Posted on Friday 26 February 2016 at 12:49


If I were in the Department of Education or BIS I would be fairly keen on high achieving sixth form colleges. OK, they’re not perfect, and like any places of learning they always need to improve, but if you were trying to design a good system for post-16 education this would pretty much be it. High achievement, very good value added, lots of students from deprived backgrounds getting into the best universities, great contribution to the country’s need for STEM students, wonderful enrichment in terms of music, drama and sport: a half-way house to university, promoting independent learning and leadership. And all for such a fantastic price! Sixth form college places cost the government much less than any other part of the education sector. They’re really efficient: the top 15 or so sixth form colleges send out into the world students of real flair and ability, but they are not subsidised from the 11-16 budget or paid for by exorbitant private fees. They foster the success, personal development and creativity that usually come with small class sizes, without…. small class sizes. 
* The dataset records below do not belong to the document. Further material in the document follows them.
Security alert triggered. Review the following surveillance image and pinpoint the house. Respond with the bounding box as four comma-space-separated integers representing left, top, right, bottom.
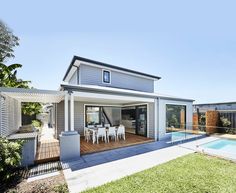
0, 56, 193, 163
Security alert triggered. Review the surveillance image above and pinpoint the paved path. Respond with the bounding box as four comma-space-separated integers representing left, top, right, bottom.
63, 142, 194, 193
40, 123, 55, 141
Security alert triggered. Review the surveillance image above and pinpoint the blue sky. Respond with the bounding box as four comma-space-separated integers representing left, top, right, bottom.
0, 0, 236, 103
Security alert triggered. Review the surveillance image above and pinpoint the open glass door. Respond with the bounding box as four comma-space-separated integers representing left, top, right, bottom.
136, 105, 147, 137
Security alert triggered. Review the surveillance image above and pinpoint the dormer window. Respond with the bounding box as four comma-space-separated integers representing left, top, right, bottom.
102, 70, 111, 84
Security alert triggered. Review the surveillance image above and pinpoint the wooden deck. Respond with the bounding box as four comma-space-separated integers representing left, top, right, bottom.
35, 133, 154, 164
35, 139, 60, 164
80, 133, 154, 154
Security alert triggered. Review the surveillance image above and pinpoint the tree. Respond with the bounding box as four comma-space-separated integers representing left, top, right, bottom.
0, 20, 19, 62
22, 102, 42, 116
0, 21, 42, 115
0, 63, 30, 88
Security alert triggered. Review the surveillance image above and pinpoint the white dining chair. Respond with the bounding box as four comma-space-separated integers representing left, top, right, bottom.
96, 127, 107, 144
107, 127, 116, 143
84, 127, 92, 142
116, 125, 125, 140
104, 124, 111, 127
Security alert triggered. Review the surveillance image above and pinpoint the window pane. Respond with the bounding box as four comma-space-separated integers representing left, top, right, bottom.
166, 104, 186, 131
86, 107, 100, 125
103, 71, 110, 83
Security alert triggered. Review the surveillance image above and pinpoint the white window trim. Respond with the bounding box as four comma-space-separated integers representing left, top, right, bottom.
102, 69, 111, 84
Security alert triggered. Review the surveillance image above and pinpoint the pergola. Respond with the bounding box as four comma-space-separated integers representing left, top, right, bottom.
0, 87, 71, 131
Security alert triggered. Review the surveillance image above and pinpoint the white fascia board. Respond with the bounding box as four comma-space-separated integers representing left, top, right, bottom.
73, 91, 154, 103
61, 83, 194, 102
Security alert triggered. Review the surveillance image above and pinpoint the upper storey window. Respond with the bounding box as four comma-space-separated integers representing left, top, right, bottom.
102, 70, 111, 84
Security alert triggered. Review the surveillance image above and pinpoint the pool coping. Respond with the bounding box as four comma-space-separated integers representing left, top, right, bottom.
179, 136, 236, 162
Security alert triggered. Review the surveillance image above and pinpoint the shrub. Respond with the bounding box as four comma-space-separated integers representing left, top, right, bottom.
32, 119, 41, 127
0, 137, 24, 181
53, 184, 69, 193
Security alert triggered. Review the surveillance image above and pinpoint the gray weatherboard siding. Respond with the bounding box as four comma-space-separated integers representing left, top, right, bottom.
79, 64, 154, 93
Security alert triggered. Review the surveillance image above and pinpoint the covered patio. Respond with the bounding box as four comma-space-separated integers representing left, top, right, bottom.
80, 133, 155, 155
0, 88, 65, 165
0, 88, 159, 163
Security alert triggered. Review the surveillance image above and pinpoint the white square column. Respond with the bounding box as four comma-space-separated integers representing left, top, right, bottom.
64, 91, 69, 132
60, 92, 80, 161
70, 93, 75, 131
154, 99, 159, 141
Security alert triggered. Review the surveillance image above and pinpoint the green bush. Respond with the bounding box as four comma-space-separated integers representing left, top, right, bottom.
32, 119, 41, 127
53, 184, 69, 193
0, 137, 24, 181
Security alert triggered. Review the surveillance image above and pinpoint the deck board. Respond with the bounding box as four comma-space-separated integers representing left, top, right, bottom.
35, 139, 60, 164
35, 133, 154, 164
80, 133, 154, 154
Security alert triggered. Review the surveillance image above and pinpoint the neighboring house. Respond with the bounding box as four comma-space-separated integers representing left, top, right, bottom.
193, 102, 236, 113
0, 56, 193, 158
193, 102, 236, 128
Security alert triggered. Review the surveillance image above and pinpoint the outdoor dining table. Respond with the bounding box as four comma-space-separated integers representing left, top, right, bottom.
88, 127, 117, 144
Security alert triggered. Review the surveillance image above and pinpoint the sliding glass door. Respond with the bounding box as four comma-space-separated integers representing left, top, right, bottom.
136, 105, 147, 137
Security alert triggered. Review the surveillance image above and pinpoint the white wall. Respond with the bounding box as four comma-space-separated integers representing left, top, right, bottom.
157, 99, 193, 139
0, 95, 21, 137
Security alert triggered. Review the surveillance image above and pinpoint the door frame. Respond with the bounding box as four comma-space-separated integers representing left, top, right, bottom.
135, 104, 148, 137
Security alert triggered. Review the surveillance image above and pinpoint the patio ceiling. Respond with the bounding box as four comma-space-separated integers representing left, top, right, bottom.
0, 87, 65, 103
74, 91, 154, 105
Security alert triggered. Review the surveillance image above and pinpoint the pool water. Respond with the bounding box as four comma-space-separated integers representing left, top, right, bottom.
202, 139, 236, 155
171, 132, 200, 141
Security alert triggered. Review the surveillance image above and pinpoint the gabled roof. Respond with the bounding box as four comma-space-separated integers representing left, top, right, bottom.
63, 56, 161, 81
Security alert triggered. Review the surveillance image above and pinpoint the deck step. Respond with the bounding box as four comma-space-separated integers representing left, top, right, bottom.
35, 139, 60, 164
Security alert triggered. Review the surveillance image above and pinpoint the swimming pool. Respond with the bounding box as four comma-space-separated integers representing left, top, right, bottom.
171, 131, 201, 141
201, 139, 236, 155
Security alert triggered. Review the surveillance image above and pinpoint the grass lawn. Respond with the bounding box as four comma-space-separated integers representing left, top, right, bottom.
85, 153, 236, 193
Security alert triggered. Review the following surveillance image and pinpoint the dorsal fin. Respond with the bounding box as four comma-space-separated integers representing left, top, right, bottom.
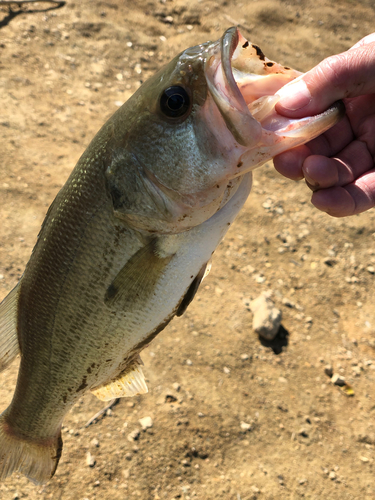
0, 282, 21, 372
91, 356, 148, 401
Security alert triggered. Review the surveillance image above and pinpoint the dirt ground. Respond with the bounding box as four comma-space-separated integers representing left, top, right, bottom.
0, 0, 375, 500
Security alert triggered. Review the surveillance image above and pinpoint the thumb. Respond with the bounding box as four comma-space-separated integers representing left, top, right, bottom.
276, 41, 375, 117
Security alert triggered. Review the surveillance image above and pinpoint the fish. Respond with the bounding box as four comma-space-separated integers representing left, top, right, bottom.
0, 27, 345, 484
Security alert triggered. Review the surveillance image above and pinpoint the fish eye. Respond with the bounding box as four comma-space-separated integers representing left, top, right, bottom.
160, 85, 190, 118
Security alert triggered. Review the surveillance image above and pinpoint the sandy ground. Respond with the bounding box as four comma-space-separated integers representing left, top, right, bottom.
0, 0, 375, 500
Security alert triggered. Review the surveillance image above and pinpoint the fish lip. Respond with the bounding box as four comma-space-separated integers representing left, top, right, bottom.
205, 27, 262, 147
263, 100, 346, 140
205, 27, 345, 154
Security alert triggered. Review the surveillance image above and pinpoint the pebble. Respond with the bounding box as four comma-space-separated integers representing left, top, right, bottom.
241, 422, 251, 432
250, 293, 282, 340
90, 438, 100, 448
128, 429, 140, 441
86, 451, 96, 467
324, 365, 333, 377
139, 417, 153, 431
331, 373, 346, 387
162, 16, 174, 24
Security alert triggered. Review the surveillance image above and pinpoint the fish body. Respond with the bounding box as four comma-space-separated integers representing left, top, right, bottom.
0, 28, 341, 483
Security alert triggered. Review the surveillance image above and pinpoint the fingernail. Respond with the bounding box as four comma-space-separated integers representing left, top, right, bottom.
277, 80, 311, 111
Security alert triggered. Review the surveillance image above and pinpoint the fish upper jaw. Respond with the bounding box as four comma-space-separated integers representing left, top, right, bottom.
205, 28, 345, 178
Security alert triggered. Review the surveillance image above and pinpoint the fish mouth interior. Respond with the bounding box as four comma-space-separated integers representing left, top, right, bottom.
206, 27, 345, 147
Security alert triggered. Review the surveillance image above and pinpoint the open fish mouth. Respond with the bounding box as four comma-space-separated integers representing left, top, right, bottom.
205, 27, 345, 162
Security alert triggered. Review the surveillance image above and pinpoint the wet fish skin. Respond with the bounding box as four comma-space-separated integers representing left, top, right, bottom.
0, 29, 344, 483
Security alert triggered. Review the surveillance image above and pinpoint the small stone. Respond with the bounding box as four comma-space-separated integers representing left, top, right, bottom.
86, 451, 96, 467
241, 422, 251, 432
139, 417, 153, 431
250, 293, 282, 340
324, 365, 333, 377
331, 373, 345, 387
128, 429, 140, 441
298, 428, 309, 437
90, 438, 100, 448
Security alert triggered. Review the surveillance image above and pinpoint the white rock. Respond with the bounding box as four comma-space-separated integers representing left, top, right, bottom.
128, 429, 140, 441
241, 422, 251, 432
250, 293, 282, 340
90, 438, 100, 448
331, 373, 345, 387
86, 451, 96, 467
139, 417, 153, 431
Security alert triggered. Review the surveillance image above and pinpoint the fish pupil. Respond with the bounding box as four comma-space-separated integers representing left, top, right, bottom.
160, 86, 190, 118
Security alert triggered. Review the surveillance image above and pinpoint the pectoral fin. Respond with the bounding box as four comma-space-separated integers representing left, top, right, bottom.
104, 238, 174, 309
91, 358, 148, 401
176, 261, 211, 316
0, 283, 20, 372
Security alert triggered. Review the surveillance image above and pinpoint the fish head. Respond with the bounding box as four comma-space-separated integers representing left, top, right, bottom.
106, 28, 343, 233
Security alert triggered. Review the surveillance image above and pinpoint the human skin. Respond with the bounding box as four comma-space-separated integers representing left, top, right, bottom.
274, 33, 375, 217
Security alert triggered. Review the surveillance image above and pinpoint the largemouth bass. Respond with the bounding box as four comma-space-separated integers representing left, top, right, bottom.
0, 28, 343, 483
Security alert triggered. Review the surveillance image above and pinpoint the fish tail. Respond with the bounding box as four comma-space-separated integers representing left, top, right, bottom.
0, 410, 62, 484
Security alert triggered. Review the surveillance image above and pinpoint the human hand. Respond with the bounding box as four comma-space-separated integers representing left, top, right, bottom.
274, 33, 375, 217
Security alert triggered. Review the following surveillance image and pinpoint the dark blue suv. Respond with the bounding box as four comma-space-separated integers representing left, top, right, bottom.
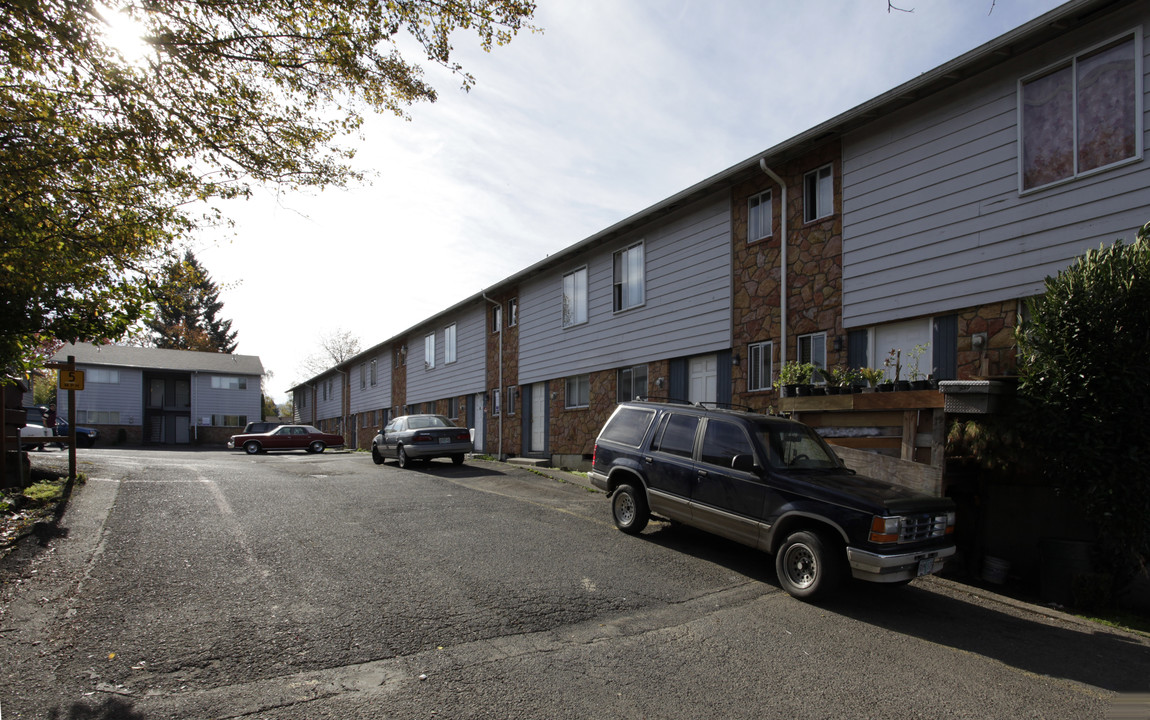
591, 400, 955, 600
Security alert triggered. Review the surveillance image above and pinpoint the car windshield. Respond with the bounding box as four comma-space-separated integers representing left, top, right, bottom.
407, 415, 455, 430
759, 423, 842, 470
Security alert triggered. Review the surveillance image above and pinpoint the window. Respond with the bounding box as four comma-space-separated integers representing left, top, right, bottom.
84, 368, 120, 384
564, 375, 591, 408
699, 420, 754, 468
443, 323, 455, 365
746, 190, 774, 243
564, 268, 587, 328
1019, 36, 1142, 191
212, 375, 247, 390
615, 365, 646, 403
613, 243, 644, 313
653, 414, 699, 458
746, 343, 775, 392
76, 409, 120, 426
798, 332, 827, 381
803, 164, 835, 222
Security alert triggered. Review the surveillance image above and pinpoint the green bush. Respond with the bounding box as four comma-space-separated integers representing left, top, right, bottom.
1018, 223, 1150, 580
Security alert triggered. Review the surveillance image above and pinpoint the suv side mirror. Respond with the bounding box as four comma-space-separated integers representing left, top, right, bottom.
730, 454, 754, 473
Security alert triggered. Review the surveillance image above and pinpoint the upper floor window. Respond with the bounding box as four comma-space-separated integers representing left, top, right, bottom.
564, 268, 587, 328
1019, 35, 1142, 191
746, 343, 774, 392
803, 164, 835, 222
84, 368, 120, 383
615, 365, 646, 403
614, 243, 644, 313
746, 190, 774, 243
443, 323, 455, 365
798, 332, 827, 381
212, 375, 247, 390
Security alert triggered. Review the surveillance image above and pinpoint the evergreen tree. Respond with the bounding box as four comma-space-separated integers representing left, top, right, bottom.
147, 250, 237, 353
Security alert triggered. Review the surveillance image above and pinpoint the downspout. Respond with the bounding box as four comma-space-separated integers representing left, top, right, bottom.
759, 158, 787, 367
480, 292, 504, 460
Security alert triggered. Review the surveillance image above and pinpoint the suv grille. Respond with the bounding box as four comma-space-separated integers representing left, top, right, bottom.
898, 513, 946, 543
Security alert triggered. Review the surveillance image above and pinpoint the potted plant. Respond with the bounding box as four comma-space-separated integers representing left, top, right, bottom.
775, 360, 814, 398
879, 347, 911, 390
858, 368, 884, 392
910, 344, 930, 390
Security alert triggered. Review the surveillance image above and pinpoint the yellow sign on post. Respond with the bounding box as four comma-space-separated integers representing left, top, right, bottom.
60, 370, 84, 390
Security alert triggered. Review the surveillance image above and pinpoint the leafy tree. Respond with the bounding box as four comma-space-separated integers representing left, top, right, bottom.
1018, 223, 1150, 583
302, 328, 360, 376
0, 0, 535, 370
146, 250, 236, 353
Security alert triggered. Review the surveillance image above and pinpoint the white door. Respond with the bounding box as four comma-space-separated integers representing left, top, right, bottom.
472, 392, 486, 452
687, 355, 719, 403
531, 383, 547, 452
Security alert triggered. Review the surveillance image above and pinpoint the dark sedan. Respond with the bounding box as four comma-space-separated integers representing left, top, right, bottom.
371, 415, 475, 467
228, 426, 344, 455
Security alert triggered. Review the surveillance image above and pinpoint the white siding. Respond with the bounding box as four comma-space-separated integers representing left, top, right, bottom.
519, 192, 731, 384
843, 5, 1150, 327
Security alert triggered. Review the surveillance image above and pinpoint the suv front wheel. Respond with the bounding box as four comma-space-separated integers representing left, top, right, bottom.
775, 530, 846, 600
611, 483, 651, 535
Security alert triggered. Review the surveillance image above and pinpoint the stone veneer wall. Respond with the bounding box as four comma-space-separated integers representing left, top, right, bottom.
958, 300, 1018, 380
731, 141, 846, 409
483, 288, 523, 455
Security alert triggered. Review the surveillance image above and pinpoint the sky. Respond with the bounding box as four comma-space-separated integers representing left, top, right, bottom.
191, 0, 1061, 403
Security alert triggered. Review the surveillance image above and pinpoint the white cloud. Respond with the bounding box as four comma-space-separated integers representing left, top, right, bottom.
198, 0, 1058, 400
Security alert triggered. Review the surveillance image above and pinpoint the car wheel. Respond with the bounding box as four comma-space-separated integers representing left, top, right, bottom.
611, 483, 651, 535
775, 530, 846, 600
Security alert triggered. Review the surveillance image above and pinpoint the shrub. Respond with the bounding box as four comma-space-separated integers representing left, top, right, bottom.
1018, 223, 1150, 580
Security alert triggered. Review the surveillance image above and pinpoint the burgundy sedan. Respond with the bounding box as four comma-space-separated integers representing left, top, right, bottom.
228, 426, 344, 455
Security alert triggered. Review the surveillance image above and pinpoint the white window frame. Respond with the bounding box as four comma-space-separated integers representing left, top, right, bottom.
443, 323, 455, 365
746, 340, 775, 392
803, 162, 835, 222
1018, 26, 1143, 194
562, 265, 588, 328
564, 375, 591, 409
795, 332, 827, 384
611, 240, 646, 313
746, 190, 775, 243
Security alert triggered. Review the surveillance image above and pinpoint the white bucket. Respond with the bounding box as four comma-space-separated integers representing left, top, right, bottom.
982, 556, 1010, 585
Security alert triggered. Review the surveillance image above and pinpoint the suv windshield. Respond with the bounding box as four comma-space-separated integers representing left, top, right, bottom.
758, 423, 842, 470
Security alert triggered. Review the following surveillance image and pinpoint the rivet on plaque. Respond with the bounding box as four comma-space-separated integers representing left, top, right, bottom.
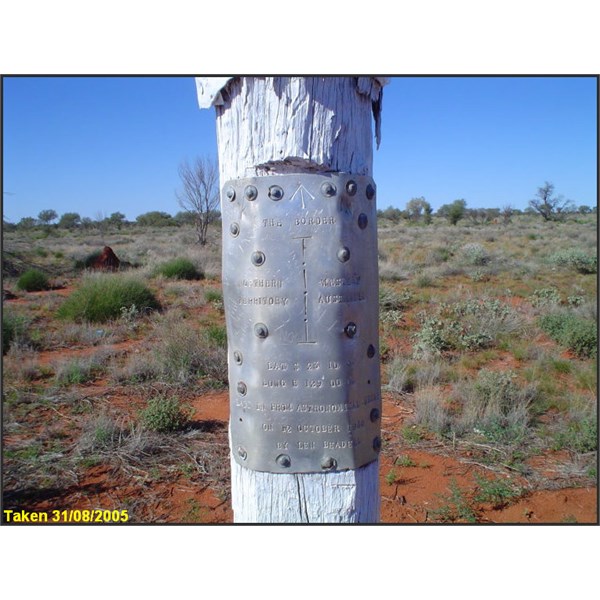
251, 250, 265, 267
244, 185, 258, 200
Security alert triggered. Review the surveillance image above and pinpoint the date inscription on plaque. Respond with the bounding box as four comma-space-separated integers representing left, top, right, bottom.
221, 173, 381, 473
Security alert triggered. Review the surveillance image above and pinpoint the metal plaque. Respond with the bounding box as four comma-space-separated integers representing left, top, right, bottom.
221, 173, 381, 473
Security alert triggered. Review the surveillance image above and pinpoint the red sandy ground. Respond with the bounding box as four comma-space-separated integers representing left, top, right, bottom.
5, 382, 597, 523
3, 290, 597, 523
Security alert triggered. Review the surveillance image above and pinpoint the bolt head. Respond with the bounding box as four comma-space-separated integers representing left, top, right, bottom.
338, 246, 350, 262
321, 456, 337, 471
251, 250, 265, 267
373, 436, 381, 452
321, 181, 337, 198
225, 186, 235, 202
344, 321, 358, 338
244, 185, 258, 201
254, 323, 269, 340
275, 454, 292, 469
346, 181, 358, 196
269, 185, 283, 200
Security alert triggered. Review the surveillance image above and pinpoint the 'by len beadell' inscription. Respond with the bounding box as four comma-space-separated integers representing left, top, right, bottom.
222, 173, 381, 473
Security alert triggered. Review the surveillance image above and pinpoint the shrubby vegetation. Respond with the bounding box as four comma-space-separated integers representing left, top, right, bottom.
539, 311, 598, 358
58, 273, 160, 323
17, 269, 50, 292
155, 258, 204, 280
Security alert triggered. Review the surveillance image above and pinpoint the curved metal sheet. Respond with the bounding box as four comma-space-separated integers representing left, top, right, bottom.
222, 173, 381, 473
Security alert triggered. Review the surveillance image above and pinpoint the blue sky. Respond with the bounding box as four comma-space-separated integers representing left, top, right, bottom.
3, 76, 598, 222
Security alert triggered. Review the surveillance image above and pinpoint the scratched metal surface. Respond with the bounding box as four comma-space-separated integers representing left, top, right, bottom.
222, 173, 381, 473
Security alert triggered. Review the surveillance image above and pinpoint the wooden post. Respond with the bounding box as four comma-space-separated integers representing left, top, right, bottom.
196, 77, 386, 523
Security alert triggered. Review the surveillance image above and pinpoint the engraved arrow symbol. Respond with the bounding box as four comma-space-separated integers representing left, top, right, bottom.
290, 184, 315, 208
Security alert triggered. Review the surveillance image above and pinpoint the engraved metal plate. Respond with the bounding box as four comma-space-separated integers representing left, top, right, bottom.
221, 173, 381, 473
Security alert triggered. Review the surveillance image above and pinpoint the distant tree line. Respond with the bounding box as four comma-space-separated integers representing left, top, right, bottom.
377, 182, 597, 225
4, 209, 221, 230
3, 158, 221, 244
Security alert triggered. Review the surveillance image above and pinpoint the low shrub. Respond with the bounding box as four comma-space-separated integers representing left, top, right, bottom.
549, 248, 598, 275
473, 473, 523, 509
2, 312, 28, 355
75, 250, 102, 270
155, 258, 204, 281
461, 242, 490, 266
450, 369, 538, 443
17, 269, 50, 292
552, 416, 598, 454
538, 312, 598, 358
140, 396, 189, 433
413, 298, 522, 358
529, 288, 561, 308
379, 285, 413, 311
58, 273, 160, 323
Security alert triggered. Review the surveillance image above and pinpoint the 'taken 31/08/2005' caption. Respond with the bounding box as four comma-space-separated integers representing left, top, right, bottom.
2, 508, 129, 523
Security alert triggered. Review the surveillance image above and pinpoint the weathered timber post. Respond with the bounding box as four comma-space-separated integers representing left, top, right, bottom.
196, 77, 385, 523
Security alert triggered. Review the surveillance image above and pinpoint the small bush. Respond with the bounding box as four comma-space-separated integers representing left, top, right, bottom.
17, 269, 50, 292
538, 312, 598, 358
549, 248, 598, 275
529, 288, 561, 308
155, 258, 204, 281
140, 396, 189, 433
379, 285, 413, 311
204, 290, 223, 303
75, 250, 102, 270
450, 369, 537, 443
206, 325, 227, 348
461, 242, 490, 266
2, 312, 28, 355
473, 473, 522, 508
58, 274, 160, 323
552, 417, 598, 454
413, 298, 522, 358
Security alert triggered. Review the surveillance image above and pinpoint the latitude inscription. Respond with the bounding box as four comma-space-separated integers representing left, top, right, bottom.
222, 174, 381, 473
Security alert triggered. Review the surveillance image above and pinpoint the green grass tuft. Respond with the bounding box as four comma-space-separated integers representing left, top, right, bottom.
155, 258, 204, 281
538, 312, 598, 358
17, 269, 50, 292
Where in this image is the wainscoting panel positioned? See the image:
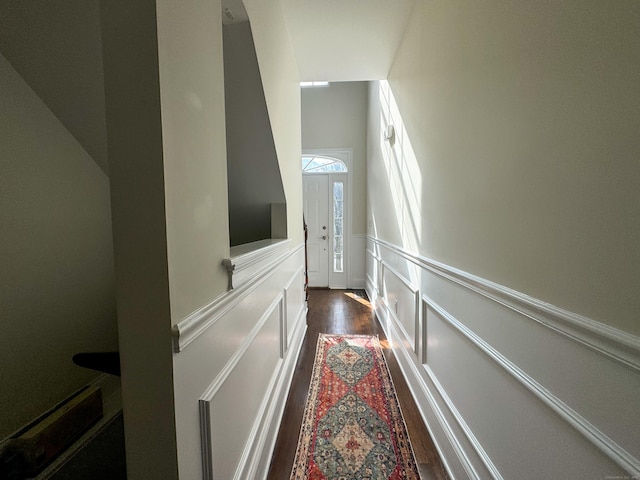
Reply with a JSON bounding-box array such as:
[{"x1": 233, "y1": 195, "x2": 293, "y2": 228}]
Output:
[
  {"x1": 367, "y1": 237, "x2": 640, "y2": 479},
  {"x1": 348, "y1": 234, "x2": 367, "y2": 288},
  {"x1": 174, "y1": 246, "x2": 306, "y2": 480},
  {"x1": 382, "y1": 262, "x2": 420, "y2": 354}
]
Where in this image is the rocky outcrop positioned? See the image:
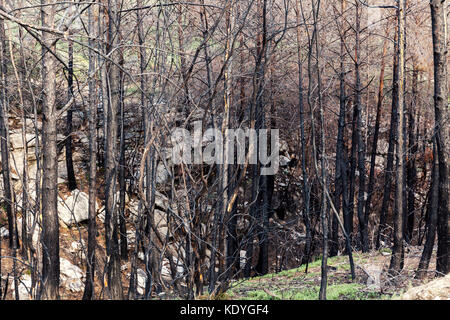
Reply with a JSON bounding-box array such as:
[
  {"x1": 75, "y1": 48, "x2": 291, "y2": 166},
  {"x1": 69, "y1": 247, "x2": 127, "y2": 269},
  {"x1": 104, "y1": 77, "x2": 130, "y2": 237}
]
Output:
[
  {"x1": 58, "y1": 189, "x2": 89, "y2": 227},
  {"x1": 59, "y1": 258, "x2": 84, "y2": 292},
  {"x1": 401, "y1": 274, "x2": 450, "y2": 300}
]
So I was really rather bemused when the Area Based Review bandwagon rolled up last summer, and started as a one-size-fits-all process. I would have quite understood if a system had been set up to look at underachieving colleges, or those struggling financially, or even specific areas where a wider geographical solution was desperately necessary. What surprised me, though, as a principal in the first wave, was how much the whole thing was being cooked up as we went along. What looked like a process designed for and focussed on General FE colleges, seemed to an outsider to have swept sixth form colleges into its brief at the last minute – perhaps because of the circumstances of just a few. So many of the questions asked, methodologies used and solutions proposed seemed to be out to kill the goose that lays the golden eggs.

The team rode into town, gun-toting and trigger-happy, telling principals of brilliant sixth form colleges that they faced cuts of 20% to 40%, and they would have to merge with local General FE colleges (sometimes with much bigger debts and much lower success rates) to ‘improve outcomes and efficiency’, and at the same time letting schools completely off the hook. It was a scenario worthy of a battle royal, for the sake of sixth form students.

But what followed was something rather different, and something of a tribute to these exceptional sixth form colleges, which do such a good job of realising the aspirations of several recent governments to help those in most need to achieve the highest goals. They knuckled down, answered all the questionnaires, helped the team re-write the inept ones, hosted all the visits, listened to all the arguments, and engaged in a genuine and open way.

The Treasury, to its credit, then took away some of the scare-mongering by guaranteeing the post-16 funding rate for four years, further phasing the impact of some of the previous cuts, and announcing the possibility of academisation for some colleges that had been seeking it (well before the Area Based Review process began).

At last it began to be recognised that these high performing sixth form colleges were part of the solution – not part of some problem, to be further compounded in faceless mega institutions. At last the Department for Education began to wake up to its brilliant sixth form colleges, realizing that they are quite like their precious academies – only bigger, higher achieving, more successful in widening participation, and much more efficient. Principals who had had to devote 10% or 20% of their time in some weeks to the Area Based Review process, at last began to feel that the team were ‘getting’ the point. It was a case not of ‘what can the Area Review do to you?’ but rather of ‘what can you do for the Area Review?’

And that’s while they’re just getting the point of excellent achievement coupled with a very comprehensive approach to admissions and a powerful ethos of enrichment and aiming high. What will happen when they realise some of the other things we do well, such as HE in the community, excellent programmes for genuine foreign students, and other entrepreneurial activity that reduces the burden on the taxpayer?

This may all sound like sour grapes. It’s not. There were some good people on the team, some excellent people from the local community in leading roles. They couldn’t help the fact that sixth form colleges had been included in a blanket way, and schools had been completely let off the hook. Some of them didn’t even know much about sixth form colleges, or their engagement with the community, or their wonderful enrichment opportunities, or the sheer volume of their contribution to our best universities’ recruitment. Nor did they realise how ‘schools-facing’ they are, or the work many of them do to help raise standards locally and nationally. They do now. And here’s hoping the people back in the government ministries who started all these horses running know a bit more too. Because if we are to take on the world, this country needs more outstanding sixth form colleges, not fewer.